Thoughts on Recent Share Buybacks

It is interesting to note how the SPX moves in tandem with the BUYBACK Index. Investors have raised concerns that the recent tax cut is incentivizing corporations to promote more share buybacks rather than investing in R&D, Human Capital or CapEx. Some economists believe this is healthy, where firms are recirculating money back to the public by repurchasing shares at aggressive prices and thus improving shareholder returns. Other believe that this was not the intention of the tax bill, and it is merely redistributing wealth among the upper-middle class invested in the market, rather than expanding operations, driving down unemployment, and benefitting the whole population rather than wealthy individuals.

So the real question is: Are firms justified in repurchasing shares?

Well, yes, if you look closely at the current economic environment.

Fed Chairman Jerome Powell has been hawkish, similar to his predecessors Ben Bernanke and Janet Yellen, on ensuring further gradual rate increases to combat the effects of inflation.

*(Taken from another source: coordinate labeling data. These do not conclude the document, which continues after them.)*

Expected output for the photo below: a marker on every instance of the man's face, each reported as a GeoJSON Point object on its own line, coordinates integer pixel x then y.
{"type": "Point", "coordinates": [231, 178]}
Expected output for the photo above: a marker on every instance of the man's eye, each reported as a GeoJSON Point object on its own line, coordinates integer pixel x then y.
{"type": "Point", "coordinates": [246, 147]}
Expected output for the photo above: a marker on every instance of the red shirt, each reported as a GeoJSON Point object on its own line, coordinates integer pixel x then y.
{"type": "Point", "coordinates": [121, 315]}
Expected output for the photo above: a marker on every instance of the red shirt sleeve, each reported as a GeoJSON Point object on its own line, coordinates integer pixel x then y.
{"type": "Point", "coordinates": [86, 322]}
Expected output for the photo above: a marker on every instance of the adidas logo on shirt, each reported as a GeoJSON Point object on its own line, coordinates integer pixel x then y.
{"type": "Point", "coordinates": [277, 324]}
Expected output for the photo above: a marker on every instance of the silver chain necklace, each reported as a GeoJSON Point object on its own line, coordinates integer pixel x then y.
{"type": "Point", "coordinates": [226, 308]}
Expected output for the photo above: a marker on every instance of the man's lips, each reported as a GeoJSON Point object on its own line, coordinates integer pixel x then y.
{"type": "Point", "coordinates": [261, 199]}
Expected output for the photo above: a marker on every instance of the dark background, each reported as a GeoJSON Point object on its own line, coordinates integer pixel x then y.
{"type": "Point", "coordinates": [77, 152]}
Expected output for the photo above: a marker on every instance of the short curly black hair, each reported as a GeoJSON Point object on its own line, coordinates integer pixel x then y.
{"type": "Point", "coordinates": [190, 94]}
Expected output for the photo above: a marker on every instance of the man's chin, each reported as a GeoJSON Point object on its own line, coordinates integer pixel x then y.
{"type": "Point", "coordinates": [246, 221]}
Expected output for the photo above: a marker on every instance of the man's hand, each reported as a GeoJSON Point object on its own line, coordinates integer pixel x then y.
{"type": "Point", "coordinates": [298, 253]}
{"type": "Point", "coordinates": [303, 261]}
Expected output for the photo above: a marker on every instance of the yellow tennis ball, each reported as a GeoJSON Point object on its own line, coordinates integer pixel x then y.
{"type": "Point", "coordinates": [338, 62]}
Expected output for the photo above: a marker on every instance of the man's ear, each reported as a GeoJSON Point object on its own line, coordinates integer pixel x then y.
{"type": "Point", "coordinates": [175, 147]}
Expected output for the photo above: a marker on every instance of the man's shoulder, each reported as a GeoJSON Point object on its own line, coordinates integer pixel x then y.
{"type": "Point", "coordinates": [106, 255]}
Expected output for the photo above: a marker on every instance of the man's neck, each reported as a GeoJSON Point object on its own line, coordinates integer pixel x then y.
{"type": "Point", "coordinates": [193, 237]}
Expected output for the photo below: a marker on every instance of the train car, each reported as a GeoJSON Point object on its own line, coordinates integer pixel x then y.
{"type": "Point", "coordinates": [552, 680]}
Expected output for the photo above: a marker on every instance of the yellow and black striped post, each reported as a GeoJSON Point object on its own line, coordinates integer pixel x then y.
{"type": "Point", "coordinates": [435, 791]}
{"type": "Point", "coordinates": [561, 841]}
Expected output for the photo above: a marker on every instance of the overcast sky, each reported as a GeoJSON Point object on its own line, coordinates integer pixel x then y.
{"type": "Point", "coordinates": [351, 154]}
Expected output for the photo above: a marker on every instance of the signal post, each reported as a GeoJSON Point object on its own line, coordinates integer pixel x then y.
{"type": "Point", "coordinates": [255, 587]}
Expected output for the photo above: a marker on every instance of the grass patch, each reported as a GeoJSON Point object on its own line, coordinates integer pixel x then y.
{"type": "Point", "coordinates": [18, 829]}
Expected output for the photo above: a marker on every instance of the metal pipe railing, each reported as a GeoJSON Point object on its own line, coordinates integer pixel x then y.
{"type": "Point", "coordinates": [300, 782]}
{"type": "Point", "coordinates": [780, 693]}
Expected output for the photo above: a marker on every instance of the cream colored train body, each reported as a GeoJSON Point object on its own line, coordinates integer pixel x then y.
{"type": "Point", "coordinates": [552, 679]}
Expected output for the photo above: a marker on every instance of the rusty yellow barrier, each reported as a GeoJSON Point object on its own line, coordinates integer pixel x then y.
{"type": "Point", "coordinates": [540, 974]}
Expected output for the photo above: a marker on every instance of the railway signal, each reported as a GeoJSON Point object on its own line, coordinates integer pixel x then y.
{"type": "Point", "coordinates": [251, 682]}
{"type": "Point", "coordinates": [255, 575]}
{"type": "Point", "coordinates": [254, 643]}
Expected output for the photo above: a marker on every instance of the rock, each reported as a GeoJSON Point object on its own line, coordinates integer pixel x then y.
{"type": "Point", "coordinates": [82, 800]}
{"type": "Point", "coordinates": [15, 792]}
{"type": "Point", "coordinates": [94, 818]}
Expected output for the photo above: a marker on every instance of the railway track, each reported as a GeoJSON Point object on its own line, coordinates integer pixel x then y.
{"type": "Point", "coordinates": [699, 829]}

Rising rates increase the cost of borrowing for individuals, thereby promoting savings rather than capital expenditures. Analysts project a minimum of three and possibly four rate hikes this year, and as a result, firms do not find taking debt and paying high-interest attractive.

Secondly, the uncertainty of the future is a source of fear for corporations. There is no way to possibly know how technological advancements may proceed in the coming years, what travel will look like, cellular communication, energy, global warming, etc. There is so much to be addressed that corporations, who have no clue what’s in store, are simply sitting on their hands and saying, “what?”

There is a huge risk in investing in costly R&D and capital expenditures if the payoffs in the future will not cover the costs today. This is harmful to firms and shareholders and has adverse effects on companies looking to maximize shareholder value in the current and long-term.

However, firms do not have long to sit around. U.S Household net worth has achieved a 55% return on a real basis in 2017 and has strong momentum to push higher. As more households push money into investments, they expect businesses to innovate, grow, and appreciate in value. Their benefit should either come in the form of a dividend (which should come from tax cuts) or capital appreciation in share price.

But it is worth mentioning that investors do not invest in stock prices; stock prices are for speculators. Investors give their money in hopes of a business growing and adding value to the economy. It is a pledge of capital for future overall gain, not simply an increase in percentage points. Firms must consider this.

So, firms aren’t entirely wrong, but rather, are probably in fear of what’s yet to come. This month will be huge for the credit markets and the effect on the equity markets.